DETAILED ACTION
Notice of Pre-AIA or AIA Status
The present application, filed on or after March 16, 2013, is being examined under the first inventor to file provisions of the AIA .
Claims 11, 13, 15, 16, 22 and 24-38 are pending in this application and were examined on their merits.
The rejection of Claim(s) 11, 13, 15, 24, 25, 27, 28, 29, 32, 33, 34, 35, 36 and 38 are rejected under 35 U.S.C. § 103 as being unpatentable over Konrath et al. (US 7,718,380 B2), of record, in view of Zhuo et al. (WO 2015/123598 A1), cited in the IDS, Yang et al. (1997), Terzi et al. (US 2015/0258127 A1) and Jiang et al. (2016), and further in view of Wei et al. (US 7,790,401 B2) and Randolph et al. (US 2017/0065707 A1), both of record, has been withdrawn due to the Applicant’s amendments to Claims 34-36 filed 05/01/2026.
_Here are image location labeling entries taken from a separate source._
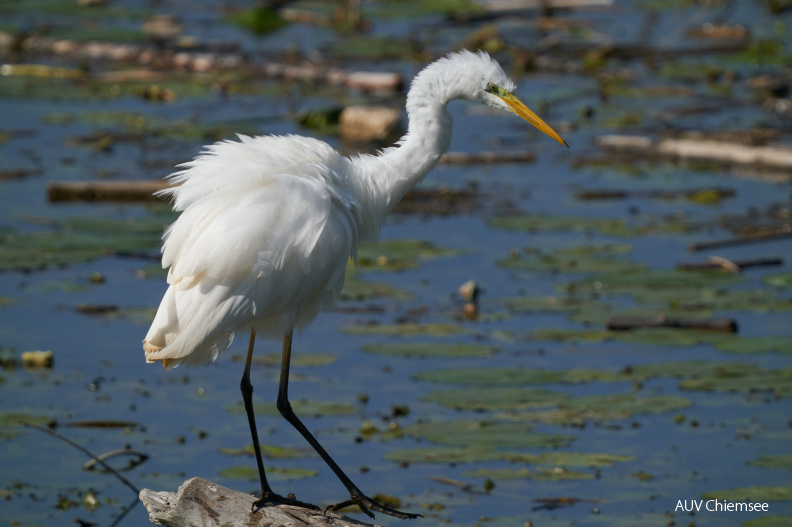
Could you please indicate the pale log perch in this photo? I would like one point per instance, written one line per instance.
(201, 503)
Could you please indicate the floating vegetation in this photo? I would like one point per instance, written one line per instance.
(271, 360)
(585, 259)
(777, 382)
(431, 350)
(780, 461)
(607, 227)
(495, 398)
(78, 240)
(249, 473)
(555, 474)
(487, 434)
(397, 255)
(269, 451)
(302, 408)
(500, 376)
(462, 454)
(408, 330)
(653, 285)
(357, 289)
(750, 345)
(258, 20)
(575, 411)
(756, 494)
(783, 279)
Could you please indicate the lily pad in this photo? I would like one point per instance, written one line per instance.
(357, 289)
(551, 304)
(443, 454)
(769, 521)
(781, 461)
(431, 350)
(495, 398)
(783, 279)
(399, 254)
(557, 474)
(568, 459)
(297, 359)
(585, 259)
(750, 345)
(653, 281)
(491, 375)
(258, 20)
(604, 408)
(778, 382)
(758, 494)
(269, 451)
(408, 330)
(302, 408)
(273, 473)
(487, 434)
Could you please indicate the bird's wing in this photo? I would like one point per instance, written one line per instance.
(274, 253)
(246, 163)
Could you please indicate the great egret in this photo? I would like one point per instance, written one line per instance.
(268, 224)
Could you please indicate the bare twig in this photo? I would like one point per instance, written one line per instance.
(772, 234)
(718, 263)
(712, 324)
(82, 449)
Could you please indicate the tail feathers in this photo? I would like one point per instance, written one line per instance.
(193, 327)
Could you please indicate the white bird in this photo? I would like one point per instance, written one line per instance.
(268, 224)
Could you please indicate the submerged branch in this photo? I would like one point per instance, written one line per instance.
(694, 150)
(712, 324)
(201, 502)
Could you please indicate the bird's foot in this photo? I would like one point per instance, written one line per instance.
(270, 498)
(367, 505)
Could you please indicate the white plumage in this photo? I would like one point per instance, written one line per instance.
(268, 224)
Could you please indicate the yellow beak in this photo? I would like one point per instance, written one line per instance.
(523, 111)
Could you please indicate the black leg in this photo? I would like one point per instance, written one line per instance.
(267, 496)
(365, 503)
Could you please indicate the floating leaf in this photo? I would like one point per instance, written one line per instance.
(782, 461)
(522, 304)
(495, 398)
(408, 330)
(269, 451)
(357, 289)
(443, 454)
(491, 375)
(431, 350)
(577, 410)
(746, 380)
(568, 459)
(749, 345)
(783, 279)
(758, 494)
(302, 408)
(585, 259)
(258, 20)
(273, 473)
(652, 282)
(487, 434)
(397, 255)
(557, 474)
(769, 521)
(297, 359)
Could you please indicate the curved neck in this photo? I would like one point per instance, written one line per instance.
(382, 180)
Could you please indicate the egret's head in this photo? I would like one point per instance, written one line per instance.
(483, 80)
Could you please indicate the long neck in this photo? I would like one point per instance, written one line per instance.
(382, 180)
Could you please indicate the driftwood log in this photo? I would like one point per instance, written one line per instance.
(695, 150)
(201, 503)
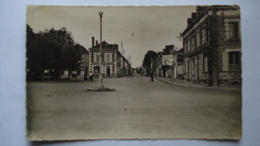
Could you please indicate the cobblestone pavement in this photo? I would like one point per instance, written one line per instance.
(138, 109)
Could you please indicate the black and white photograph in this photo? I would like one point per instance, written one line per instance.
(133, 72)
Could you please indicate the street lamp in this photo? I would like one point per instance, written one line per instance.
(100, 55)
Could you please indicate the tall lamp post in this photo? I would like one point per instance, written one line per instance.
(100, 50)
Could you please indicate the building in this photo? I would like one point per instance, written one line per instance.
(212, 45)
(114, 63)
(169, 62)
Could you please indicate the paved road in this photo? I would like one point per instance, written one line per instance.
(137, 109)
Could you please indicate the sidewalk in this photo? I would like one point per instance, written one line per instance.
(185, 83)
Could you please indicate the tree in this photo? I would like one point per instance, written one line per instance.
(52, 50)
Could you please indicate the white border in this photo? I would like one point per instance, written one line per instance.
(12, 72)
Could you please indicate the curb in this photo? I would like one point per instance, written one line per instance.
(183, 85)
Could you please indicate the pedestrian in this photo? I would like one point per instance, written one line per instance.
(151, 76)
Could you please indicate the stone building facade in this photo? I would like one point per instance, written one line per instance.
(212, 45)
(113, 63)
(175, 70)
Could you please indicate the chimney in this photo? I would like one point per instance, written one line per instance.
(93, 41)
(194, 15)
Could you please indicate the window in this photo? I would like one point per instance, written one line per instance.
(97, 57)
(193, 42)
(234, 61)
(206, 64)
(108, 58)
(198, 38)
(96, 69)
(233, 30)
(204, 35)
Claim Rejections - 35 USC § 103
The following is a quotation of 35 U.S.C. 103 which forms the basis for all obviousness rejections set forth in this Office action:
A patent for a claimed invention may not be obtained, notwithstanding that the claimed invention is not identically disclosed as set forth in section 102, if the differences between the claimed invention and the prior art are such that the claimed invention as a whole would have been obvious before the effective filing date of the claimed invention to a person having ordinary skill in the art to which the claimed invention pertains. Patentability shall not be negated by the manner in which the invention was made.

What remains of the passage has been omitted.